The conundrum at the Health Ministry is compounded by the fact that the headquarters was forced to pay the staff whose functions were devolved despite having sent their payroll to the counties. Not surprisingly, the governors, who have been attempting to drum up public support for their demand for more money, are not in a hurry to refund the money sent to them.

The working conditions at Afya House are not made any easier by the huge number of support staff compared to their technical employees. A complement of 550 support staff and 1,000 technicians skews the ratio to 2:1 compared to the more efficient benchmark of 20:1.

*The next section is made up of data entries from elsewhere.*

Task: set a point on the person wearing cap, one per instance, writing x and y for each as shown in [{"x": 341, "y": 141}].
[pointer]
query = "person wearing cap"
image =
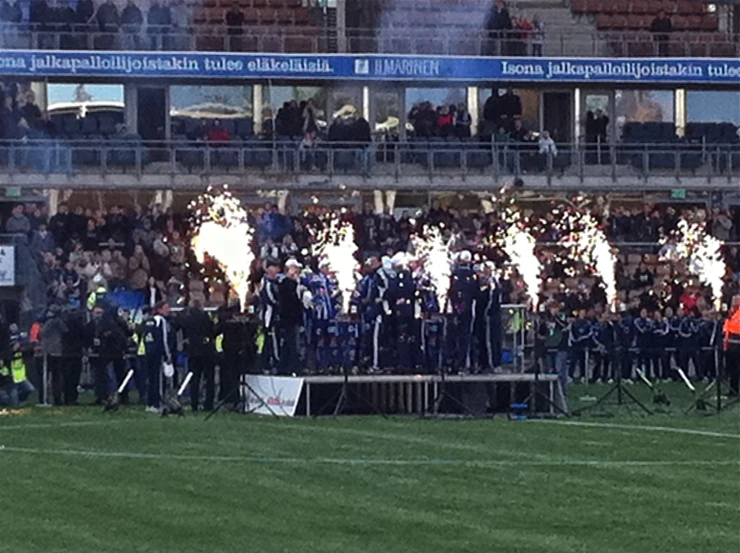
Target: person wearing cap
[
  {"x": 325, "y": 298},
  {"x": 290, "y": 302},
  {"x": 270, "y": 312},
  {"x": 368, "y": 299},
  {"x": 462, "y": 299},
  {"x": 198, "y": 336},
  {"x": 731, "y": 344},
  {"x": 156, "y": 336},
  {"x": 406, "y": 297}
]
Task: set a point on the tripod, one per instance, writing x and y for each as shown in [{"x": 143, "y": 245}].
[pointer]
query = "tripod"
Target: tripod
[
  {"x": 344, "y": 395},
  {"x": 620, "y": 390},
  {"x": 243, "y": 400},
  {"x": 700, "y": 404}
]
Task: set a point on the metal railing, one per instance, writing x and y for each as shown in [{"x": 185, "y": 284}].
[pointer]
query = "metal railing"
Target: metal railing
[
  {"x": 419, "y": 157},
  {"x": 444, "y": 40}
]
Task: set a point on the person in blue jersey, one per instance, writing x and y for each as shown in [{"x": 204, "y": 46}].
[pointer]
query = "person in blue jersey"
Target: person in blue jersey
[
  {"x": 579, "y": 340},
  {"x": 643, "y": 340},
  {"x": 709, "y": 335},
  {"x": 383, "y": 346},
  {"x": 270, "y": 314},
  {"x": 671, "y": 341},
  {"x": 325, "y": 305},
  {"x": 487, "y": 327},
  {"x": 463, "y": 292},
  {"x": 157, "y": 337},
  {"x": 406, "y": 298},
  {"x": 366, "y": 298},
  {"x": 603, "y": 342},
  {"x": 688, "y": 340},
  {"x": 660, "y": 358},
  {"x": 625, "y": 334},
  {"x": 553, "y": 333}
]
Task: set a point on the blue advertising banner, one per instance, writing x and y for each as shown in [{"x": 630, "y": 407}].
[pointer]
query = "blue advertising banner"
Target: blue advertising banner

Clearly, this sad state of affairs cannot be allowed to go on for much longer. Indeed, the issue has been allowed to fester for long enough. Worse, it is costing the country an arm and a leg.

The duplication in salary payments, coupled by the paying of employees who are doing nothing is expected to have pushed the public wage bill from about Sh302 billion in 2012 to Sh458 billion in the last financial year. There are well-founded fears that the bill could go through the roof in the current financial year.

The continued procrastination over the re-deployment of staff whose functions have been devolved to counties is only likely to exacerbate an already bad situation. For starters, the governors have taken advantage to hire their own people and it is not clear what will happen when the Government finally attempts to transfer its surplus staff.

Perhaps, a closer look at the unfolding scenario will spur the national Government to do what it should have done several months ago; devolve functions, in tandem with staff, to the counties across the entire country.